Chronique du 25 mars 2009

Il est dit que le 25 mars sera jour d’annonciation. (Ah ! Les beaux restes de notre imprégnation judéo-chrétienne !) De là à enfanter d’un Saint-Pierre et Miquelon en culottes de velours, faudra voir. Doux Jésus ! Il aura fallu attendre, se battre, se cailler les meules, les arpions, les nougats, défiler en ligue, en collectif, en procession, sortir tout ce qu’on avait de beau linge, l’évêque, la députée, le sénateur, le président du territoire, la maire, le maire, les pères, les mères et les enfants, les plus jeunes, les plus vieux, les cravatés, les hirsutes, les parkas, les doudounes, les bonnets, les mitaines, les moufles (non pas les mufles, on n’aurait pas aimé), les vers solitaires, les ceux d’ici, les ceux de là-bas, les connus, les inconnus, ceux de la Haute, les dir’cab’ et c’temps qui n’en finissait plus, pour qu’enfin ce Gouvernement ouvre les esgourdes et se dise : J’entends des voix.

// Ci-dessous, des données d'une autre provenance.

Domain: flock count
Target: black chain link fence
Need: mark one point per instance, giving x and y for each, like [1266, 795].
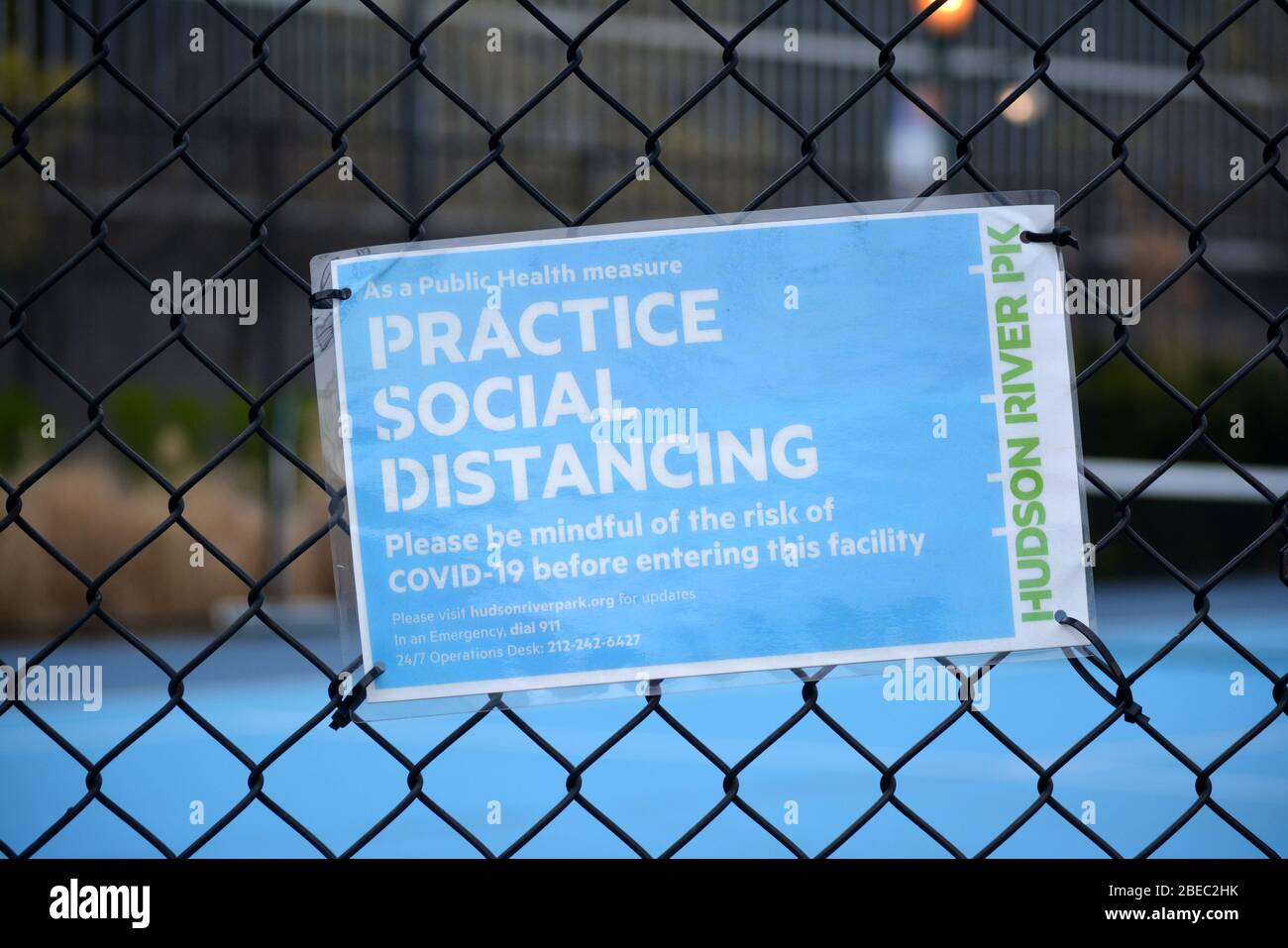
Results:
[1099, 670]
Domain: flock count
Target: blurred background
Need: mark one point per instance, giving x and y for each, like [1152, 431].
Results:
[421, 155]
[416, 145]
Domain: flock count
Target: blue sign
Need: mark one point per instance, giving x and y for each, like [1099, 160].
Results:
[706, 449]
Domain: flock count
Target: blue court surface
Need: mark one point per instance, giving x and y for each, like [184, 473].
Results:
[653, 784]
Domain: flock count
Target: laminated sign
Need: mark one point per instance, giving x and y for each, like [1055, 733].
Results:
[694, 447]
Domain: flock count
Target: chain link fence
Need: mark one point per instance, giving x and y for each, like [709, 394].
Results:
[193, 156]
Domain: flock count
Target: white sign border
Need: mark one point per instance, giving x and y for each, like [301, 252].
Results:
[1051, 635]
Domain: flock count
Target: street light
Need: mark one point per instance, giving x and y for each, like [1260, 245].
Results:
[948, 20]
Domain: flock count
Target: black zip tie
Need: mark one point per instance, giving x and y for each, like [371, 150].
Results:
[1060, 236]
[1132, 712]
[349, 703]
[327, 295]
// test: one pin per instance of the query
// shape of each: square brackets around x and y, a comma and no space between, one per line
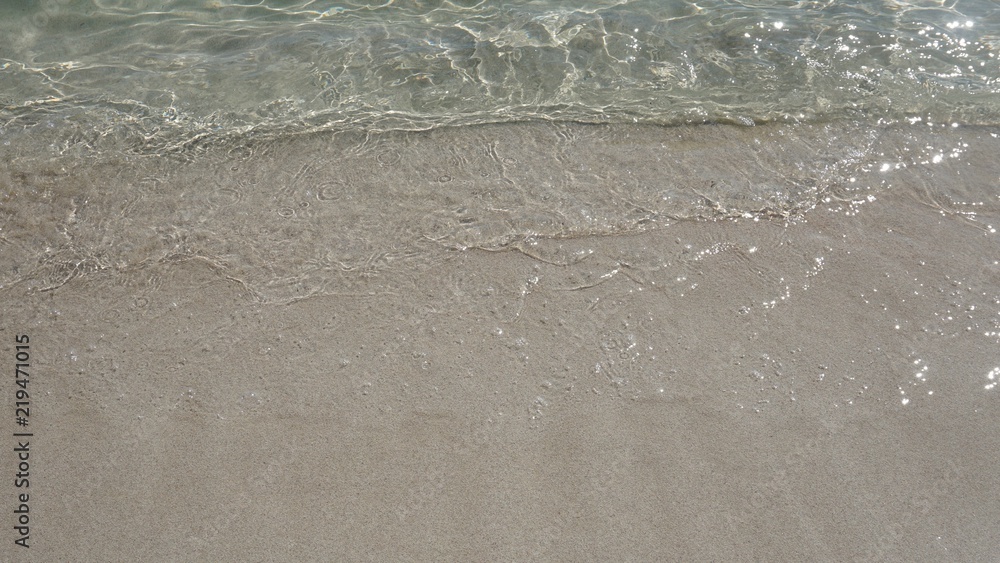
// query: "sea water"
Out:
[316,147]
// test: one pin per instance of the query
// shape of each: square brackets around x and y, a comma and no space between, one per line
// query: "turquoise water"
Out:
[146,76]
[316,147]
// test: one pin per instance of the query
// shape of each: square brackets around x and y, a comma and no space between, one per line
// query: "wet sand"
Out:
[817,389]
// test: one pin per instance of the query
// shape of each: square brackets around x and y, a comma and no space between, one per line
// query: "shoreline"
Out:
[706,390]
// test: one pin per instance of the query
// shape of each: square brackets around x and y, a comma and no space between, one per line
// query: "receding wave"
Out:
[130,77]
[354,211]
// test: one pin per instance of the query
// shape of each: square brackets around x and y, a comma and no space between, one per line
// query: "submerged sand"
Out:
[813,388]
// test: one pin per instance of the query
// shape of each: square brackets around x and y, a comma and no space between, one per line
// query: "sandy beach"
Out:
[763,388]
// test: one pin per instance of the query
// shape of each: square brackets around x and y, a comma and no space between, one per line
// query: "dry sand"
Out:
[733,390]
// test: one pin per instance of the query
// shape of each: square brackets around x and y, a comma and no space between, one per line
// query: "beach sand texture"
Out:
[558,358]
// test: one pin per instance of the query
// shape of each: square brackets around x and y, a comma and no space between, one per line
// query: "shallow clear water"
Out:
[153,75]
[315,147]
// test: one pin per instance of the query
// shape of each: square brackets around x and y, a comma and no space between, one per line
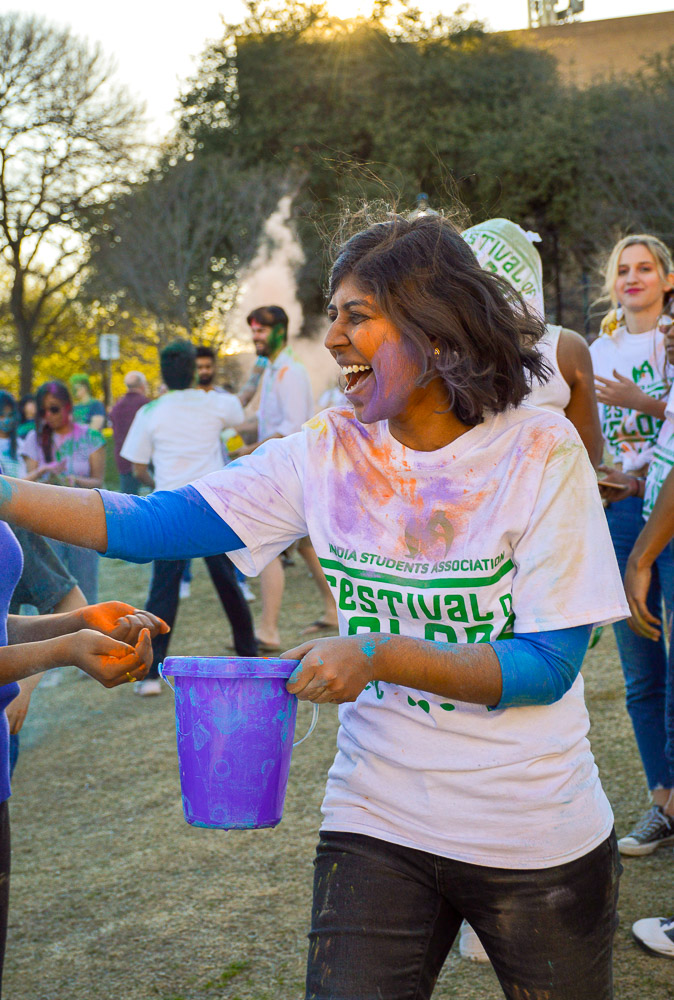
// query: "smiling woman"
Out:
[463,538]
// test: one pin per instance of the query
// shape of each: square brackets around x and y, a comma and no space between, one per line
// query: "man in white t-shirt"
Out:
[180,434]
[286,402]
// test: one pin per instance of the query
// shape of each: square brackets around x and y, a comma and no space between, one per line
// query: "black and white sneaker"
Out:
[652,831]
[656,934]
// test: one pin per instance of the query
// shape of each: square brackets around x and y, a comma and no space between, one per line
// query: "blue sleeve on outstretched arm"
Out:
[169,524]
[539,667]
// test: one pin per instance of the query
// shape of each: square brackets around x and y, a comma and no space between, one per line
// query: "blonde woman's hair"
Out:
[661,255]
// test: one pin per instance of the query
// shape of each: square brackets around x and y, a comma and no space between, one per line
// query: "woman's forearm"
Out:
[470,673]
[27,659]
[658,529]
[68,515]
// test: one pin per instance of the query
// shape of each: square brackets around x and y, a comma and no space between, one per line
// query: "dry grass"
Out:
[114,896]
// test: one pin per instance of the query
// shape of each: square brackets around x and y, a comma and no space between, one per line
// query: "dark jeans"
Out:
[643,661]
[163,600]
[5,855]
[384,918]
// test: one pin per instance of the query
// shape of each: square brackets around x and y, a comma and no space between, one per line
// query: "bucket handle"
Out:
[314,720]
[165,678]
[314,714]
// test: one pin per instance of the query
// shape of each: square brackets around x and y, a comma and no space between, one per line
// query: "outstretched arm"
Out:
[68,515]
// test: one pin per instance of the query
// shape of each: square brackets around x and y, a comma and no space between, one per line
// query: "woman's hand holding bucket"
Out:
[333,669]
[120,621]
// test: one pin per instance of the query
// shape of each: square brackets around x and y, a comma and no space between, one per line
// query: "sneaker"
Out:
[656,934]
[470,946]
[146,689]
[51,678]
[653,830]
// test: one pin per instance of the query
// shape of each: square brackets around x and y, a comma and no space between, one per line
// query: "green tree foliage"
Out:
[370,109]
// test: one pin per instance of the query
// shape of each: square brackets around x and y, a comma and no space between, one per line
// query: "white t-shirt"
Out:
[180,433]
[286,400]
[502,529]
[15,467]
[630,436]
[663,458]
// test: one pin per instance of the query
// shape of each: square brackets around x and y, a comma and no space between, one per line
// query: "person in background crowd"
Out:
[504,248]
[27,411]
[207,369]
[87,410]
[111,642]
[286,402]
[180,434]
[121,418]
[464,785]
[656,934]
[62,451]
[630,364]
[10,458]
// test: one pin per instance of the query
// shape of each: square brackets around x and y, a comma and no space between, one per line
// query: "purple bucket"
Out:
[235,724]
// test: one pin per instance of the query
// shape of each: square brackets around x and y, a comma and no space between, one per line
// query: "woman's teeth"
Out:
[354,374]
[350,369]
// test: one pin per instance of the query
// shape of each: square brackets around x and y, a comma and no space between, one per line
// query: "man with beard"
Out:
[206,369]
[179,433]
[286,402]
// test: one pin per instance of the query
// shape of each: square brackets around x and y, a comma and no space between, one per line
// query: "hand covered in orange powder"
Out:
[107,660]
[120,621]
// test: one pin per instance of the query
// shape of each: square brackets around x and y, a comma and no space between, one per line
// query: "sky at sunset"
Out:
[155,47]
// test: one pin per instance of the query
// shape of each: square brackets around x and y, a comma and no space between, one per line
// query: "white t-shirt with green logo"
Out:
[663,458]
[501,531]
[630,436]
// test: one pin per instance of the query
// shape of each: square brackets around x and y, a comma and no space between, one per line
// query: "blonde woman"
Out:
[631,382]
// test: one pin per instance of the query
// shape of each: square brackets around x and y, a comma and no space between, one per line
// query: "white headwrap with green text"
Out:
[504,248]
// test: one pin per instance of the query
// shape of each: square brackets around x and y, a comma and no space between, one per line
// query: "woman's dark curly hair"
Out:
[427,282]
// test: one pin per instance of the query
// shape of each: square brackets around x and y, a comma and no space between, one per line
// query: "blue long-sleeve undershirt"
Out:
[537,668]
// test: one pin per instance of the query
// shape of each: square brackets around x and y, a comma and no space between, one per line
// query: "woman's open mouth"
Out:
[355,375]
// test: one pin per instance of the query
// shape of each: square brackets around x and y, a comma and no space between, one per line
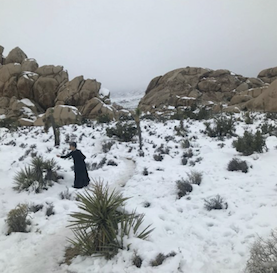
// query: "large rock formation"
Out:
[194,85]
[45,87]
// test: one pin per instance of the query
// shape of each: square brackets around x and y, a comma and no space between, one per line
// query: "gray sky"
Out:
[125,43]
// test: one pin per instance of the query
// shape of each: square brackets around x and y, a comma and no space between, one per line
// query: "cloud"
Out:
[125,43]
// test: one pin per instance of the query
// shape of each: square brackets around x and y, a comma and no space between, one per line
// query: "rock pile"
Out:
[28,90]
[194,85]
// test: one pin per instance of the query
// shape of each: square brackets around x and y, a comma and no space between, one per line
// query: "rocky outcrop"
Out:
[268,75]
[266,101]
[48,86]
[15,56]
[62,114]
[194,85]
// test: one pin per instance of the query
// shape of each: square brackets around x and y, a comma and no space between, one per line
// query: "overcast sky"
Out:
[125,43]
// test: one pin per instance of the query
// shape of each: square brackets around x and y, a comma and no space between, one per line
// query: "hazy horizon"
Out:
[126,43]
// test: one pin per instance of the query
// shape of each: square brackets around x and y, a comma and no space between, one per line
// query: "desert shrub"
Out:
[268,129]
[101,225]
[249,118]
[124,131]
[183,188]
[224,126]
[188,153]
[185,144]
[158,157]
[137,260]
[160,258]
[104,118]
[17,219]
[250,143]
[39,175]
[10,124]
[194,177]
[111,163]
[49,209]
[66,195]
[237,165]
[35,207]
[145,172]
[106,146]
[263,255]
[162,149]
[215,203]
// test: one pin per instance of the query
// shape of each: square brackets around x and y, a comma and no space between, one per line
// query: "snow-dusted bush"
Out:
[101,225]
[183,187]
[50,209]
[250,143]
[39,175]
[263,255]
[124,131]
[137,260]
[106,146]
[17,219]
[185,144]
[158,157]
[268,129]
[223,126]
[160,258]
[35,207]
[194,177]
[66,195]
[215,203]
[237,165]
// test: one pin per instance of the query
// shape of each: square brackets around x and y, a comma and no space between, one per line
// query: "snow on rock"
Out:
[27,102]
[204,241]
[104,92]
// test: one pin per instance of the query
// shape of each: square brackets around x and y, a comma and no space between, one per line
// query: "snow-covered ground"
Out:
[216,241]
[128,99]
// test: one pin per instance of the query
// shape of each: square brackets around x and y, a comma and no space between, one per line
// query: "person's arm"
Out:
[66,156]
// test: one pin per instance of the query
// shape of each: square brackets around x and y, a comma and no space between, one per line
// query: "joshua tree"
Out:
[50,122]
[137,121]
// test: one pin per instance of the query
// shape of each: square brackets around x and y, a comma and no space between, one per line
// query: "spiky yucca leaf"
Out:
[100,227]
[17,218]
[24,179]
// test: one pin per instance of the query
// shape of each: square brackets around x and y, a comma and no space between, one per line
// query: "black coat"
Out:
[81,174]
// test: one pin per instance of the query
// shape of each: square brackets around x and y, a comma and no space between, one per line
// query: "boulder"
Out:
[238,99]
[30,65]
[205,85]
[63,115]
[46,87]
[25,85]
[78,91]
[9,70]
[267,101]
[95,107]
[268,75]
[15,56]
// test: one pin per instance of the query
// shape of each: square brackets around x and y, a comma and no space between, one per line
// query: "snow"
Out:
[205,241]
[104,92]
[27,102]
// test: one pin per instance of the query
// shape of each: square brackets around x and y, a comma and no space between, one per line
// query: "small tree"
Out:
[49,121]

Ouf ! C’est qu’on allait y laisser la glotte, par Teutatis ! A se gauler la crève à tempêter aussi souvent par temps d’hiver et variés ! Qu’on se disait que pour sortir le Plateau il fallait en avoir dans le buffet. Ça y est ! Jouez hautbois, résonnez musettes ! Le Gouvernement français a annoncé par la voix de son ministre de l’Intérieur et de l’Outre-Mer qu’il nous sortirait de la mer des Sargasses en déposant la requête pour l’extension dudit plateau. Ouais ! On a évité de devoir y aller à couteaux tirés, la fourchette de l’espoir étant particulièrement étroite.

Eh ! François ! Faudrait p’être se bouger ! a dû dire notre Sarko qui sait dire. Bravo ! Ça change de tous ceux qui nous ont déçus dans le passé. Bien sûr, c’est loin d’être l’épilogue d’une saga qui commence à peine. Mais on nourrit aussi l’imaginaire avec des histoires à la « plus belle la vie ». Pour nous être souvent fait chapitrer en tant que têtes dures à vous empêcher de ronronner en rond, nous étions prêts pour plusieurs épisodes. C’est que pour une fois, les échos de nos luttes ont dépassé nos caps. Que j’en ai même lu Le Figaro, c’est te dire.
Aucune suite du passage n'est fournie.